# MSI motherboard name



## jhsmit (Nov 19, 2009)

I have a problem to get bios drivers for an MSI mainboard. I also do not have the "serial name" for the board. Info that I have: MSI N1996 MS 7275 Socket LGA 775 Intel duo quad core. Any help please. Trying to build a small PC for a friend.


----------



## Wrench97 (May 10, 2008)

Could this be a OEM board out of a Fujitsu-Siemens?


----------



## jhsmit (Nov 19, 2009)

Yes, it is a OEM from a Fijutsu Siemens.


----------



## Wrench97 (May 10, 2008)

For OEM boards it may be made by MSI but it's made for and supported by Fijutsu Siemens to their specs so you'll have to get any Bios updates from Fijutsu.


----------



## jhsmit (Nov 19, 2009)

Thanks for the help so far. I think that the bios is from AMI v3.13. The actual problem I,m having, is that the computer does'nt want to switch on. There is a new power supply and I can hear it comming on, but the screen does'nt come on to boot up in bios. A friend told me he thinks the bios is corrupted. I took all the components out of a old case and assembled it into a new case. Why is it not booting up.


----------



## greenbrucelee (Apr 24, 2007)

is the power supply the correct wattage or better for the system?
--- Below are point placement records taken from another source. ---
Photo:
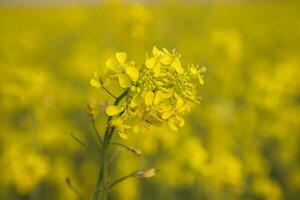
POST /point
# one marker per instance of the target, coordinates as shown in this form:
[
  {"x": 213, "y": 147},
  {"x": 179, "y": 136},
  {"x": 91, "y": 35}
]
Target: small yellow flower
[
  {"x": 162, "y": 90},
  {"x": 146, "y": 173}
]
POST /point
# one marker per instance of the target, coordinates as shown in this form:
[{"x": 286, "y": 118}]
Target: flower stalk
[{"x": 161, "y": 90}]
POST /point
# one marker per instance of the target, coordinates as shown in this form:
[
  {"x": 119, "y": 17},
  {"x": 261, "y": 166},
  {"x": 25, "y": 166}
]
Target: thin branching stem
[
  {"x": 77, "y": 139},
  {"x": 102, "y": 177},
  {"x": 119, "y": 180},
  {"x": 72, "y": 188},
  {"x": 96, "y": 131}
]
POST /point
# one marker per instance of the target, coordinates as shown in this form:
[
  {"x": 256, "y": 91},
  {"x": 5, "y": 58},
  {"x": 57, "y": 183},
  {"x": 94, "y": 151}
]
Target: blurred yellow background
[{"x": 241, "y": 142}]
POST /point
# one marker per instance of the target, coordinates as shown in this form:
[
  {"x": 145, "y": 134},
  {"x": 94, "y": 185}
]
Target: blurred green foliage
[{"x": 242, "y": 141}]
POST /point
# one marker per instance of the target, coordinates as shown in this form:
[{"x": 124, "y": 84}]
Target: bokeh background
[{"x": 241, "y": 142}]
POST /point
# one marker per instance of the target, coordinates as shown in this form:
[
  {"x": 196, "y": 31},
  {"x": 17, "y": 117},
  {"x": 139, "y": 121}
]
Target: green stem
[{"x": 100, "y": 190}]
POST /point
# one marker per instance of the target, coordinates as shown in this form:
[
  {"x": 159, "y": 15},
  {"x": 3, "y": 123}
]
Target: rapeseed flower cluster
[{"x": 160, "y": 90}]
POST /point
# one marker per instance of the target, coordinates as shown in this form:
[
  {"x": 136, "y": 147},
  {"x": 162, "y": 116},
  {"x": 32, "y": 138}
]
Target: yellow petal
[
  {"x": 113, "y": 110},
  {"x": 111, "y": 64},
  {"x": 156, "y": 68},
  {"x": 132, "y": 72},
  {"x": 158, "y": 97},
  {"x": 180, "y": 121},
  {"x": 121, "y": 57},
  {"x": 166, "y": 59},
  {"x": 124, "y": 81},
  {"x": 155, "y": 51},
  {"x": 95, "y": 83},
  {"x": 135, "y": 101},
  {"x": 179, "y": 103},
  {"x": 123, "y": 134},
  {"x": 150, "y": 63},
  {"x": 149, "y": 98},
  {"x": 201, "y": 81},
  {"x": 136, "y": 129},
  {"x": 117, "y": 121},
  {"x": 177, "y": 66},
  {"x": 193, "y": 70},
  {"x": 167, "y": 114},
  {"x": 172, "y": 124}
]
is the power supply connected properly.

A corrupted BIOS is extremly rare unless a bios flash went wrong which you would know about it because it would have told the bios flash has gone wrong so I very much doubt this is the issue.


----------



## Wrench97 (May 10, 2008)

Pull it out of the new case and set it up on the "bench" to ensue you don't have a issue with the board shorting on the case tray follow the steps here don't skip any> http://www.techsupportforum.com/f15/how-to-bench-test-your-system-262998.html


----------